Dame Tariana, who pushed for the policy of raising cigarette taxes by 10 per cent a year when the Government agreed to it in 2010, said she still believed the policy was the best way to save the lives of 5000 people a year who die because of cigarette smoking.

"I only have to go to the cemetery by my marae to know of the deep impact that's had on our families," she said.

Massey University public health researcher Associate Professor Marewa Glover, who supported the tax increases as recently as last year, said today she had changed her mind because NZ Health Surveys had found no statistically significant reduction in Maori and Pacific daily smoking rates since 2006-07.

"It is now illegal to discriminate against people on the grounds of ethnicity, age, mental illness or sexuality, but there is this handy tool now which is smoking, which [is] concentrated with higher prevalence amongst the 'undesirables'," she said.

"So people are now, I believe, using smoking as a legitimate and legal way to ... discriminate against people."

The 2014-15 NZ Health Survey found the numbers of Maori women smoking daily fell only slightly over the past nine years, from 41.8 per cent in 2006-07 to 40 per cent - a reduction that was not statistically significant.

The rate for Pacific women actually increased, from 19.7 per cent to 20.6 per cent.

Europeans and Asians now have much lower smoking rates, so Dr Glover said the impact of the tax now fell most harshly on Maori and Pacific people.

But Dame Tariana said the policy of raising taxes was intended to save lives.

"This is not about being racist, because it was me who brought it in. There is absolutely no way that race comes into the argument," she said.
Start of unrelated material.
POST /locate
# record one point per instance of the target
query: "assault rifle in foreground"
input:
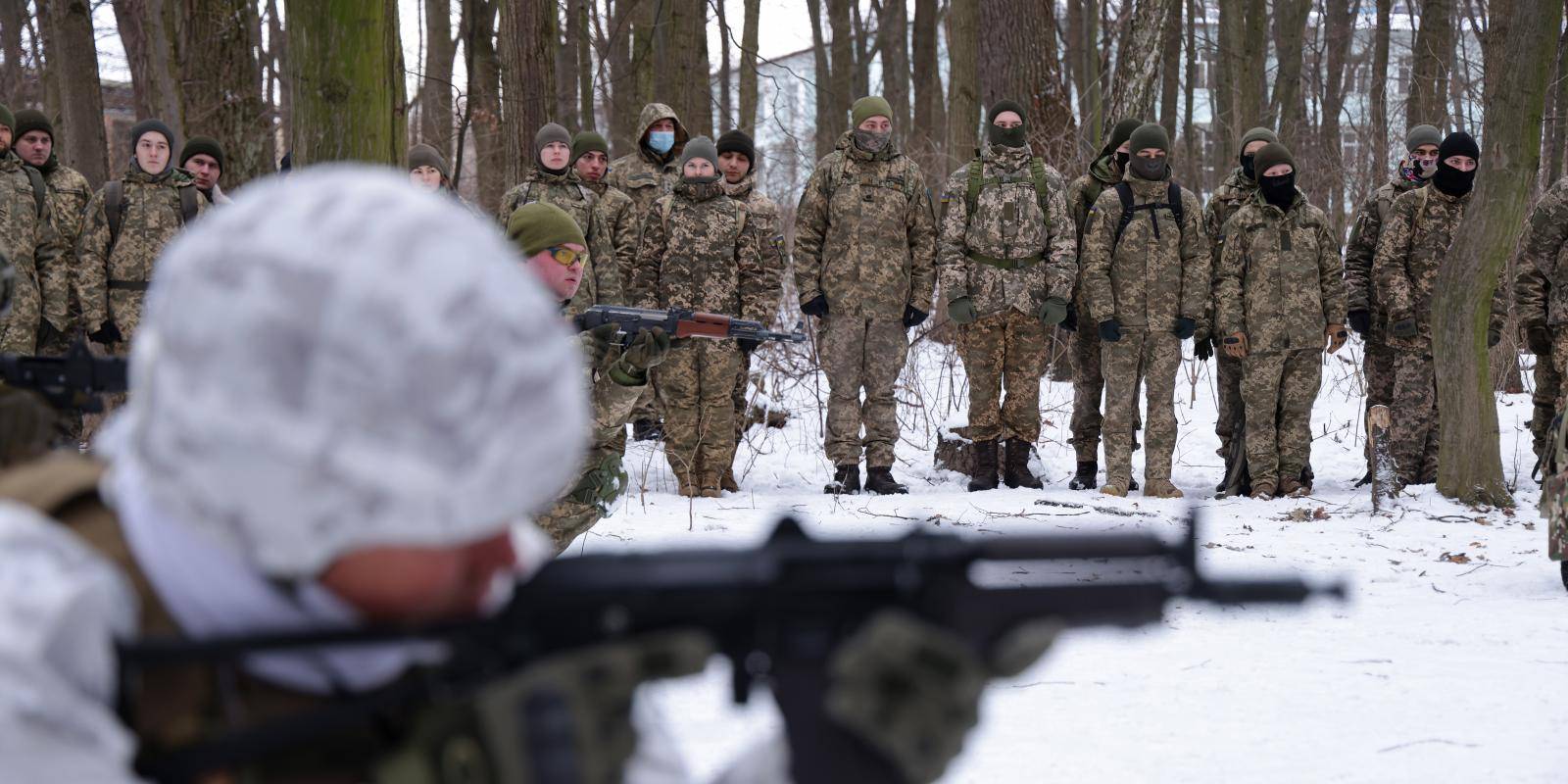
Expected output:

"This particular initiative was about stopping the uptake of cigarettes by young people, and that has worked. So unless she [Dr Glover] can prove it to me, not by doing academic studies but by getting out and talking to our communities, then I'm highly unlikely to support her argument."

The director of Otago University's Health Inequalities Research Programme, Professor Tony Blakely, also rejected Dr Glover's claims. He said other data from the Census and youth health surveys showed dramatic reductions in smoking among Maori and Pacific people.

The 2013 Census found that "regular" smoking plunged from 45.5 per cent in 2006 to 34.7 per cent for Maori women, from 38.5 per cent to 30.5 per cent for Maori men, from 27.3 per cent to 20.5 per cent for Pacific women, and from 33.5 per cent to 26.2 per cent for Pacific men.

Youth health surveys by Auckland University have found that young Maori smoking cigarettes at least weekly have dropped by two-thirds, from 24.8 per cent of Maori secondary school students in 2001 to 16.5 per cent in 2007 and just 8.3 per cent in 2012.

Professor Blakely said every 1 per cent increase in the price of cigarettes reduced consumption by 0.4 per cent, and Maori were likely to cut back more than the average because of their lower average incomes.

He said further tax increases were still desirable.

"If that the best thing to do? I think it's the obvious next thing to do," he said.

He said other measures would also be required to meet an official target of reducing smoking to 5 per cent of all adults by 2025. He suggested gradually lifting the legal purchasing age for cigarettes from 18 to create a "smokefree generation".

"I just think it's unethical to allow a new cohort of people to buy tobacco when we have a smokefree goal," he said.